This post is part 1 of a 3-part series on monitoring Amazon ELB. Part 2 explains how to collect its metrics, and Part 3 shows you how Datadog can help you monitor ELB.
Note: The metrics referenced in this article pertain to classic ELB load balancers. We will cover Application Load Balancer metrics in a future article.
What is Amazon Elastic Load Balancing?
Elastic Load Balancing (ELB) is an AWS service used to dispatch incoming web traffic from your applications across your Amazon EC2 backend instances, which may be in different availability zones.
ELB is widely used by web and mobile applications to help ensure a smooth user experience and provide increased fault tolerance, handling traffic peaks and failed EC2 instances without interruption.
ELB continuously checks for unhealthy EC2 instances. If any are detected, ELB immediately reroutes their traffic until they recover. If an entire availability zone goes offline, Elastic Load Balancing can even route traffic to instances in other availability zones. With Auto Scaling, AWS can ensure your infrastructure includes the right number of EC2 hosts to support your changing application load patterns.
Key ELB performance metrics
As the first gateway between your users and your application, load balancers are a critical piece of any scalable infrastructure. If it is not working properly, your users can experience much slower application response times or even outright errors, which can lead to lost transactions for example. That’s why ELB needs to be continuously monitored and its key metrics well understood to ensure that the load balancer itself and the EC2 instances behind it remain healthy. There are two broad categories of ELB metrics to monitor:
This article references metric terminology introduced in our Monitoring 101 series, which provides a framework for metric collection and alerting.
Load balancer metrics
The first category of metrics to consider comes from the load balancer itself, as opposed to the backend instances registered with the load balancer. For each metric we noted the most relevant and useful statistic to monitor (sum, avg, min, or max) since they are usually all available.

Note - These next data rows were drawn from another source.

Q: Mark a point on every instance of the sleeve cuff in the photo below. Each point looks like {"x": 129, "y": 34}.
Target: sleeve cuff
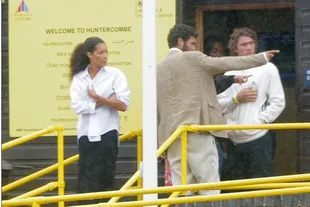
{"x": 92, "y": 106}
{"x": 265, "y": 56}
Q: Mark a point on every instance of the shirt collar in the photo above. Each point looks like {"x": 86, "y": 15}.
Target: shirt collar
{"x": 175, "y": 49}
{"x": 85, "y": 72}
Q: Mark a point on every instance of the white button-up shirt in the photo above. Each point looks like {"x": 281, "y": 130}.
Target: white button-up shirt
{"x": 93, "y": 121}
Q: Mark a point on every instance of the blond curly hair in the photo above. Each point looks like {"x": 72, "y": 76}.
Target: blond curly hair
{"x": 237, "y": 33}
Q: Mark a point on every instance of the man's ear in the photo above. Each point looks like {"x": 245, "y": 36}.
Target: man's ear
{"x": 180, "y": 42}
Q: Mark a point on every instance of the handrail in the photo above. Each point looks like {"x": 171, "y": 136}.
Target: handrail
{"x": 61, "y": 162}
{"x": 48, "y": 187}
{"x": 205, "y": 128}
{"x": 193, "y": 187}
{"x": 30, "y": 137}
{"x": 179, "y": 188}
{"x": 60, "y": 157}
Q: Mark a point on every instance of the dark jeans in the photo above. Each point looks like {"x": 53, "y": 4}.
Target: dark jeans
{"x": 249, "y": 160}
{"x": 97, "y": 163}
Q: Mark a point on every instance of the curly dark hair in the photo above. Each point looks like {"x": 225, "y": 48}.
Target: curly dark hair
{"x": 210, "y": 41}
{"x": 79, "y": 59}
{"x": 180, "y": 31}
{"x": 237, "y": 33}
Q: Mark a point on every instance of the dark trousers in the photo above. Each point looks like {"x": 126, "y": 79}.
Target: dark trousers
{"x": 249, "y": 160}
{"x": 97, "y": 163}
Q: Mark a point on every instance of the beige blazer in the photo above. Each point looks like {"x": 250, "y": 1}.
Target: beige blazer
{"x": 186, "y": 92}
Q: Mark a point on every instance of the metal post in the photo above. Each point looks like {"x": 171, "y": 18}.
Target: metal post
{"x": 149, "y": 167}
{"x": 61, "y": 166}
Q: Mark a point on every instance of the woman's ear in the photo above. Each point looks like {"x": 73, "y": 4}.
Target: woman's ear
{"x": 89, "y": 54}
{"x": 180, "y": 42}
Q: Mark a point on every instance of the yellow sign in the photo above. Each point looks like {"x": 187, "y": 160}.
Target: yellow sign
{"x": 42, "y": 35}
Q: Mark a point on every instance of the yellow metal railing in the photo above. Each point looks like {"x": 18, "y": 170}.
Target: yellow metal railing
{"x": 274, "y": 185}
{"x": 286, "y": 189}
{"x": 60, "y": 184}
{"x": 61, "y": 163}
{"x": 182, "y": 132}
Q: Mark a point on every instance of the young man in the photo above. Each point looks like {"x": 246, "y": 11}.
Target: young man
{"x": 260, "y": 100}
{"x": 186, "y": 95}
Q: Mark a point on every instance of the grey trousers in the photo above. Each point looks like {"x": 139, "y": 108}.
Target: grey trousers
{"x": 202, "y": 157}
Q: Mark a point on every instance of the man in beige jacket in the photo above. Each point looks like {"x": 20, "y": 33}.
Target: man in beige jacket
{"x": 186, "y": 95}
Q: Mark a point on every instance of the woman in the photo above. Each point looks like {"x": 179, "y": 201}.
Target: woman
{"x": 98, "y": 92}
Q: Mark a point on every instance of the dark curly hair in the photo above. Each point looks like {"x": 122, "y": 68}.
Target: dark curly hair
{"x": 210, "y": 41}
{"x": 180, "y": 31}
{"x": 79, "y": 59}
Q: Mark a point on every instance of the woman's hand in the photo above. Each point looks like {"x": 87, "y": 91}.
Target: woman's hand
{"x": 92, "y": 94}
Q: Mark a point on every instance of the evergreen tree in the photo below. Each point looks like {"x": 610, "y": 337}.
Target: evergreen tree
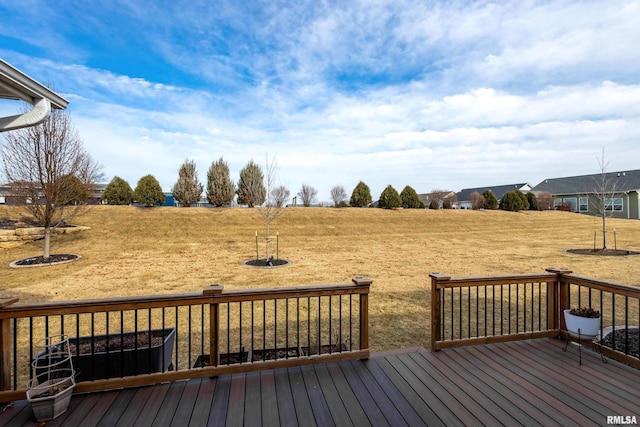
{"x": 524, "y": 199}
{"x": 533, "y": 202}
{"x": 148, "y": 191}
{"x": 389, "y": 198}
{"x": 511, "y": 202}
{"x": 251, "y": 189}
{"x": 410, "y": 199}
{"x": 490, "y": 201}
{"x": 118, "y": 192}
{"x": 187, "y": 189}
{"x": 361, "y": 196}
{"x": 220, "y": 187}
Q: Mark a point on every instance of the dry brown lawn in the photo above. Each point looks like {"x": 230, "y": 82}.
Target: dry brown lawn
{"x": 137, "y": 251}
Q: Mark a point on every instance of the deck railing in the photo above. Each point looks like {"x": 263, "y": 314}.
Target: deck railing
{"x": 479, "y": 310}
{"x": 202, "y": 334}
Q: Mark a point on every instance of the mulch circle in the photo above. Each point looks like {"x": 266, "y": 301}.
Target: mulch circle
{"x": 602, "y": 252}
{"x": 267, "y": 263}
{"x": 40, "y": 261}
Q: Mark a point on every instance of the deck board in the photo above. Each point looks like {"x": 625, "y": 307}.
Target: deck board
{"x": 519, "y": 383}
{"x": 202, "y": 407}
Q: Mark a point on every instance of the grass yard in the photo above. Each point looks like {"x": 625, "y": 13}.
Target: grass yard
{"x": 139, "y": 251}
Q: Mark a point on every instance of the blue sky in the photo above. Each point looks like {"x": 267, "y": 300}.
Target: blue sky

|RequestCount||Number of requests ELB received and sent to the registered EC2 instances during the selected time period (sum).||Work: Throughput|
|SurgeQueueLength||Number of inbound requests currently queued by the load balancer waiting to be accepted and processed by a backend instance (max).||Resource: Saturation|
|SpilloverCount||Number of requests that have been rejected due to a full surge queue during the selected time period (sum).||Work: Error (due to resource saturation)|
|HTTPCode_ELB_4XX*||Number of HTTP 4xx errors (client error) returned by the load balancer during the selected time period (sum).||Work: Error|
|HTTPCode_ELB_5XX*||Number of HTTP 5xx errors (server error) returned by the load balancer during the selected time period (sum).||Work: Error|
- Elastic Load Balancing configuration requires one or more listeners, which are ELB processes that check for connection requests. The HTTPCode_ELB metrics named above will be available only if the listener is configured with HTTP or HTTPS protocol for both front- and back-end connections.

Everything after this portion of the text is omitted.